Marketing software applies NLP, including Talk Walker, MarketMuse, Google Ads, and SEO tools. But you can also build solutions internally if you have the time and money to do it. Penn suggested that if your strategy is to make marketing more efficient, then buy what you need. On the other hand, if your strategy includes NLP as part of your secret sauce, then build your solutions.
He also said that you should start with a platform. First, you need to define your user story and what you're trying to do. Then make sure you have the people necessary to accomplish that purpose: subject matter experts who can review the results, technical resources to operate the tools, and statistician/data scientist who will help you understand if the data is meaningful or useful. From there, you design your processes and select a platform, and monitor the performance.
Growing smarter with AI
"A little bit of AI can go a long way." Your entire marketing department doesn't need AI, and every piece of software you use doesn't need to be AI-enabled. There are many use cases where it can improve processes but instead of trying to do everything, think about the use cases that could benefit the most.
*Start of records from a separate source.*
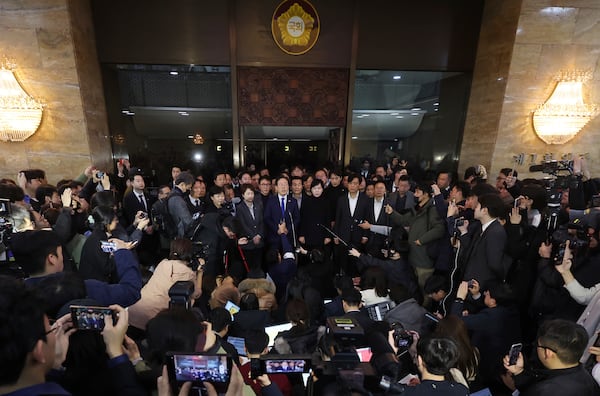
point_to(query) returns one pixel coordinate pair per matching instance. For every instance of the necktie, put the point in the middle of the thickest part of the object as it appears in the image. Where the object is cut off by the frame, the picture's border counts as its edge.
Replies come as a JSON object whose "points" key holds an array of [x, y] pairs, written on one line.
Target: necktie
{"points": [[143, 201]]}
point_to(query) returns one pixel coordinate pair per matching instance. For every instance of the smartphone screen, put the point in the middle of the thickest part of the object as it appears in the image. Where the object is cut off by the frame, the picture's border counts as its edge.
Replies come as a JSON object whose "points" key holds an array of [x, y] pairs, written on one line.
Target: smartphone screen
{"points": [[198, 368], [90, 318], [274, 366], [513, 355]]}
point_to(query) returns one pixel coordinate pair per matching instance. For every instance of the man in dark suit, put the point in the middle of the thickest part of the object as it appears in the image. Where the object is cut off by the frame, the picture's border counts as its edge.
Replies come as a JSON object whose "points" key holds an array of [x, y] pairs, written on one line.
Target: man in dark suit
{"points": [[352, 302], [138, 201], [352, 209], [282, 217], [482, 247], [376, 216], [402, 198]]}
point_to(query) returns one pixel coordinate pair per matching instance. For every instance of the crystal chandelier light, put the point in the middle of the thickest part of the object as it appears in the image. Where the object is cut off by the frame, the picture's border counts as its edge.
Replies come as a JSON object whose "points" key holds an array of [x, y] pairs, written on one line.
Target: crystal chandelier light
{"points": [[198, 139], [20, 114], [564, 114]]}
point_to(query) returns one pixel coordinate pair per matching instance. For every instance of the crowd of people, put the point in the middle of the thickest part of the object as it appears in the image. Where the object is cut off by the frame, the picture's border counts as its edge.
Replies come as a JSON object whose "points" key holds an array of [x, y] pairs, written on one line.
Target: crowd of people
{"points": [[439, 276]]}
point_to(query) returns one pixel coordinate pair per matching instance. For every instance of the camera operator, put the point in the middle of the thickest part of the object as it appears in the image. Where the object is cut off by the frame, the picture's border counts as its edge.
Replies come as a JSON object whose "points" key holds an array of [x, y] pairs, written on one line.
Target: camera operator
{"points": [[589, 296], [40, 253], [256, 344], [493, 329], [526, 230], [426, 228], [435, 358], [176, 206], [180, 266], [550, 299]]}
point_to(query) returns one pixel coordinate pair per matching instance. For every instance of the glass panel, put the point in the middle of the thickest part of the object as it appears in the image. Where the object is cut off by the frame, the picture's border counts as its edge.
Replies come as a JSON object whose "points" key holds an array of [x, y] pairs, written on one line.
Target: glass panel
{"points": [[172, 114], [417, 116]]}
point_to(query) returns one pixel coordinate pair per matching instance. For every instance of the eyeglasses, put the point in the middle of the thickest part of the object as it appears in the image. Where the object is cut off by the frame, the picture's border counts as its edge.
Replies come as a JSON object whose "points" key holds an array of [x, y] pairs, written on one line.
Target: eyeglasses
{"points": [[53, 327], [544, 347]]}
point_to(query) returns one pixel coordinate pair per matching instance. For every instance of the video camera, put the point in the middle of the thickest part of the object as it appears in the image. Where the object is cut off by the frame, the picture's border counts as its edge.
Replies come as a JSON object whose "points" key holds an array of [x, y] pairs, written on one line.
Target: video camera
{"points": [[575, 233], [562, 172], [6, 224], [199, 251], [180, 294]]}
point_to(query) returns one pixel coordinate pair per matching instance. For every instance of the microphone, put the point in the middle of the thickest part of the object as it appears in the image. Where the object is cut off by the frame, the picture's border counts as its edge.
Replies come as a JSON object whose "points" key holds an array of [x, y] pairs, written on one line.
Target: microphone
{"points": [[536, 168]]}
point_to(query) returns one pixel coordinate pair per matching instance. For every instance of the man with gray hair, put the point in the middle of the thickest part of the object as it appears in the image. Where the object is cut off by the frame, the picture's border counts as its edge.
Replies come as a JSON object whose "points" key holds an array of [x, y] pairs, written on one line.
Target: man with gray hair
{"points": [[177, 208]]}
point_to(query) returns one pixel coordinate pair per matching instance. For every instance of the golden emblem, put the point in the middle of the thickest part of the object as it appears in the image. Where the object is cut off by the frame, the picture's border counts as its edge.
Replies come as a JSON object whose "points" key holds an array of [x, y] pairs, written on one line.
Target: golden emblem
{"points": [[296, 29]]}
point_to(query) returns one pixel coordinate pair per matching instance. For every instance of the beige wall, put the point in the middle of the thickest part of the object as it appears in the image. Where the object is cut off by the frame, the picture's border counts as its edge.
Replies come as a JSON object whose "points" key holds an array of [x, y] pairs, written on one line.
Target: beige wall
{"points": [[39, 37], [551, 35]]}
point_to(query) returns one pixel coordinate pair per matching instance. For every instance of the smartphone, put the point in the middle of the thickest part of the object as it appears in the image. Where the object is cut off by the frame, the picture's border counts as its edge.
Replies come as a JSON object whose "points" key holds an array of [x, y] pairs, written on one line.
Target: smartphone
{"points": [[232, 308], [199, 368], [432, 317], [284, 365], [513, 354], [91, 318], [108, 247], [239, 343], [256, 368]]}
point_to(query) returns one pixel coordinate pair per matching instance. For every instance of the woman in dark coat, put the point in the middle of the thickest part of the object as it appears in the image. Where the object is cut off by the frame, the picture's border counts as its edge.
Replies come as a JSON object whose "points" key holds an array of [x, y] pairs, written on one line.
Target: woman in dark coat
{"points": [[250, 215], [314, 211]]}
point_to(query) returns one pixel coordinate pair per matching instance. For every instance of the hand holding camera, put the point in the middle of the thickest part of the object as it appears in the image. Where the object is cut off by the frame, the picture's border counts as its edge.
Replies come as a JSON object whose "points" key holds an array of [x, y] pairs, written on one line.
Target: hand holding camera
{"points": [[464, 227], [474, 288], [515, 216], [114, 334], [66, 197], [567, 260], [388, 209]]}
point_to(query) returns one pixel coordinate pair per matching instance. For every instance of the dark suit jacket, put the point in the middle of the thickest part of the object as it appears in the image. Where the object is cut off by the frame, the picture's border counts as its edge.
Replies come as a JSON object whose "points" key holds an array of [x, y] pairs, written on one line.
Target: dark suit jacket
{"points": [[251, 226], [483, 257], [131, 205], [273, 218], [410, 199], [346, 226]]}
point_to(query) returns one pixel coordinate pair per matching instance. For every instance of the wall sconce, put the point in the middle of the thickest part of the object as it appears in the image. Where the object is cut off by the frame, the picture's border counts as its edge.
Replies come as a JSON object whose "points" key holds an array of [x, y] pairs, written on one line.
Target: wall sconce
{"points": [[564, 114], [20, 114], [198, 139]]}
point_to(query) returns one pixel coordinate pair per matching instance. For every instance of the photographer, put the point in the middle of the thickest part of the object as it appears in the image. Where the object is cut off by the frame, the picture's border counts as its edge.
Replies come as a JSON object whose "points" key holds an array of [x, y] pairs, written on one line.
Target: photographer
{"points": [[435, 358], [590, 318], [180, 266], [256, 344], [426, 228], [493, 329], [550, 299], [40, 253]]}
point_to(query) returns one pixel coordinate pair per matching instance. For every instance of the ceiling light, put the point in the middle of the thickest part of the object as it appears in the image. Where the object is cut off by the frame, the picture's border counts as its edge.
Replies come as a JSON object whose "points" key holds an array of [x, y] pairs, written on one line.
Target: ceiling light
{"points": [[198, 139], [20, 114], [564, 114]]}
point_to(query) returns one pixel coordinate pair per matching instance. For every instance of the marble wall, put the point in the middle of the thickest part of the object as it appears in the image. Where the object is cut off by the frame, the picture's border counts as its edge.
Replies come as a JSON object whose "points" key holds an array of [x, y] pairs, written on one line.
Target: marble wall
{"points": [[39, 36], [551, 35]]}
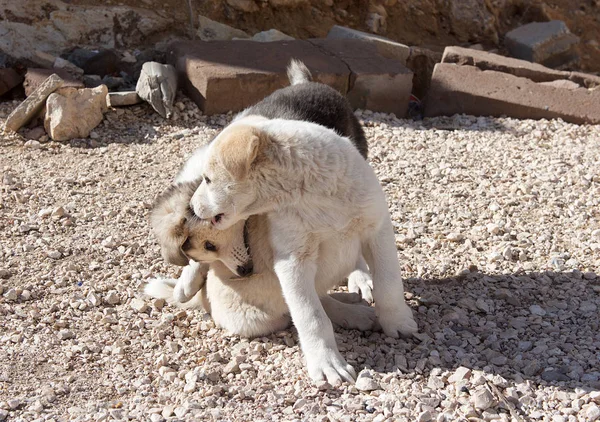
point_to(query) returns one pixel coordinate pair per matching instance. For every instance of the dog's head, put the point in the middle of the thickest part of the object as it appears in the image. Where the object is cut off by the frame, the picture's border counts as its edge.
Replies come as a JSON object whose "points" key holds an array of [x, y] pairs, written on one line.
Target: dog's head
{"points": [[227, 189], [183, 236]]}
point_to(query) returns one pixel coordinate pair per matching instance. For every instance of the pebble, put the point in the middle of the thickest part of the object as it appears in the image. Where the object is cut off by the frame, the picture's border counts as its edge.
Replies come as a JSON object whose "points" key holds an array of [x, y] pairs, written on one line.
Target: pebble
{"points": [[483, 399], [139, 305], [112, 298], [66, 334]]}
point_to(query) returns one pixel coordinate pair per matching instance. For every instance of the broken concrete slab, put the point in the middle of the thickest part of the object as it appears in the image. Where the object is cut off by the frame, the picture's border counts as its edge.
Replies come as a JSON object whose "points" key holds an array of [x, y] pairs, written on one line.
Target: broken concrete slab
{"points": [[158, 86], [33, 104], [75, 112], [123, 98], [549, 43], [522, 68], [466, 89], [488, 61], [223, 76], [209, 30], [422, 61], [35, 77], [9, 79], [376, 83], [385, 46]]}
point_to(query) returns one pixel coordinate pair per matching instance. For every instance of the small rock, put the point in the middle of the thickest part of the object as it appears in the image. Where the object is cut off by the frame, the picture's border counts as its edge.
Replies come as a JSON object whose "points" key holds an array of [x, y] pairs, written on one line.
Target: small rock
{"points": [[459, 375], [454, 237], [54, 254], [33, 144], [11, 295], [592, 413], [483, 399], [112, 298], [139, 305], [537, 310], [65, 334], [364, 382]]}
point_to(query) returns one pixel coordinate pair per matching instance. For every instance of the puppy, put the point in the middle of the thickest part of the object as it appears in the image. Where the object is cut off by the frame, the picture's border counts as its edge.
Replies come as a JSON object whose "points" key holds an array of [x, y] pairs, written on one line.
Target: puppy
{"points": [[302, 100], [250, 306], [318, 194]]}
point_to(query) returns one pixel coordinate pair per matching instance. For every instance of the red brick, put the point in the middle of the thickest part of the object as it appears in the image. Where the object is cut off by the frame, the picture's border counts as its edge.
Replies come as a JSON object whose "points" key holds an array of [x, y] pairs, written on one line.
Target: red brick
{"points": [[469, 90]]}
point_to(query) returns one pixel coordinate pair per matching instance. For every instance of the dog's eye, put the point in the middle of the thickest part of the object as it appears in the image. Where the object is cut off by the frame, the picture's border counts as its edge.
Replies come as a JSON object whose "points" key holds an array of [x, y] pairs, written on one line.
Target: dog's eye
{"points": [[187, 245]]}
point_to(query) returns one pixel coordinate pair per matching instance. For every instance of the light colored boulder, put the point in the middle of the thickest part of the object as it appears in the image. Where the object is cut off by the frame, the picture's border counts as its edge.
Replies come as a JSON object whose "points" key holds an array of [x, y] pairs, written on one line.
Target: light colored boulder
{"points": [[210, 30], [385, 46], [271, 35], [158, 86], [73, 113], [33, 104], [123, 98]]}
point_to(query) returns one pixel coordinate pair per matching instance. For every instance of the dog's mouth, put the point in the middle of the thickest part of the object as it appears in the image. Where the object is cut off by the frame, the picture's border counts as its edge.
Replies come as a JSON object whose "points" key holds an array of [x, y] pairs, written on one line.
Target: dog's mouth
{"points": [[217, 219]]}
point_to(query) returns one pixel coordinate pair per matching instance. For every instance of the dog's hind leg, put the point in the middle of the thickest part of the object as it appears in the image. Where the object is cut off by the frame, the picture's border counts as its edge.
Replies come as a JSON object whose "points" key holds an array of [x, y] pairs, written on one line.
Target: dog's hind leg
{"points": [[191, 280], [394, 314], [359, 280], [351, 316]]}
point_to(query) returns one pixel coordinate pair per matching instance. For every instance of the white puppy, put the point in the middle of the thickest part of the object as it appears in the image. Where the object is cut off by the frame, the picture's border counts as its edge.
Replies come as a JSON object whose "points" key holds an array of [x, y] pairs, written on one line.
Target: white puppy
{"points": [[313, 186]]}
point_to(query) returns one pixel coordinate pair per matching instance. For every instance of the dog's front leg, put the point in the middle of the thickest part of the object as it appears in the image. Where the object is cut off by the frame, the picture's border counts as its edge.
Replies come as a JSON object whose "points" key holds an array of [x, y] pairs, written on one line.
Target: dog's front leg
{"points": [[191, 280], [295, 265], [394, 314]]}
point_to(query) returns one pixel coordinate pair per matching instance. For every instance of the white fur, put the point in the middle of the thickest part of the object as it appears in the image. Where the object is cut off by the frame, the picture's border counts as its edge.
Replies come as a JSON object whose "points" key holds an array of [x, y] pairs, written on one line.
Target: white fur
{"points": [[315, 189]]}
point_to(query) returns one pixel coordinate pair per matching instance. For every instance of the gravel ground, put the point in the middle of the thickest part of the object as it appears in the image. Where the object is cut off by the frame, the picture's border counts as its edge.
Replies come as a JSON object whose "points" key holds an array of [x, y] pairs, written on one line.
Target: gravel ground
{"points": [[498, 233]]}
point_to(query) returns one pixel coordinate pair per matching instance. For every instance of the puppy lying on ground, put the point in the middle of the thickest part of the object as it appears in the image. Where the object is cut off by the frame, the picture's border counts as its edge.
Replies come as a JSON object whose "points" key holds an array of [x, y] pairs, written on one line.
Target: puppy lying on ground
{"points": [[250, 306], [323, 204], [182, 237]]}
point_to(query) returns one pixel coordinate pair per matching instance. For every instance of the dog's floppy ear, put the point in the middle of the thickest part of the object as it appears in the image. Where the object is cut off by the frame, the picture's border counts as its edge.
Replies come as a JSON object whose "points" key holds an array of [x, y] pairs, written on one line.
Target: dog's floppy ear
{"points": [[239, 149], [169, 223]]}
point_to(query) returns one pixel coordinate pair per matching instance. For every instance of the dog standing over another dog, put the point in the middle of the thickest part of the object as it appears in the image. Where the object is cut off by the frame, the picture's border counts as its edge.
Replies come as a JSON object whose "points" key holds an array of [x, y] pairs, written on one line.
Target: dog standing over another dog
{"points": [[316, 193]]}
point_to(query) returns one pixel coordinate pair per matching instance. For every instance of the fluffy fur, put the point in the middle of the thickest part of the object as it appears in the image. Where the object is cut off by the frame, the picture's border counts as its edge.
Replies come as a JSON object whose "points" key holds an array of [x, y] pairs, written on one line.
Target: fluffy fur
{"points": [[323, 203], [254, 306]]}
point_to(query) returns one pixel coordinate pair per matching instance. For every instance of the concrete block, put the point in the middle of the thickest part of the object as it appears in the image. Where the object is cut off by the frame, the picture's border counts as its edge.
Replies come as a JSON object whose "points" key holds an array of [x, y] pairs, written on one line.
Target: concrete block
{"points": [[549, 43], [376, 83], [224, 76], [385, 46], [466, 89]]}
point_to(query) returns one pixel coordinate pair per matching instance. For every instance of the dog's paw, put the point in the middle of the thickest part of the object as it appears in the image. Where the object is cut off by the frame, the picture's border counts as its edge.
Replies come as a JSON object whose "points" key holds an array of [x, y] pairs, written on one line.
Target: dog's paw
{"points": [[398, 321], [184, 292], [360, 282], [330, 366]]}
Roetzer ended his keynote with a five-step process to grow smarter with AI:
- Understand what AI is first.
- Pick your use cases - think narrow scope, high probability of success, quick wins (he also suggested to stack your projects).
- Research potential vendors.
- Calculate the expected value in terms of efficiency and performance.
- Prepare your team with the right training and education.
I wasn't able to attend all the sessions of the two-day conference, but there were plenty of interesting discussions, like the keynote with Karen Hao, the Senior AI Editor at MIT Technology Review. She talked about responsible AI and what's happening at the big companies like Facebook and Google.
My biggest takeaway from her conversation with Roetzer is that organizations have a responsibility to leverage artificial intelligence ethically. There are many ways we can adopt it in our marketing and other programs, but what we do should give our customers better experiences. Brands also need to be open and transparent about how we leverage AI. Unfortunately, today, we don't always see that as the case, and consumers are often suffering as a result.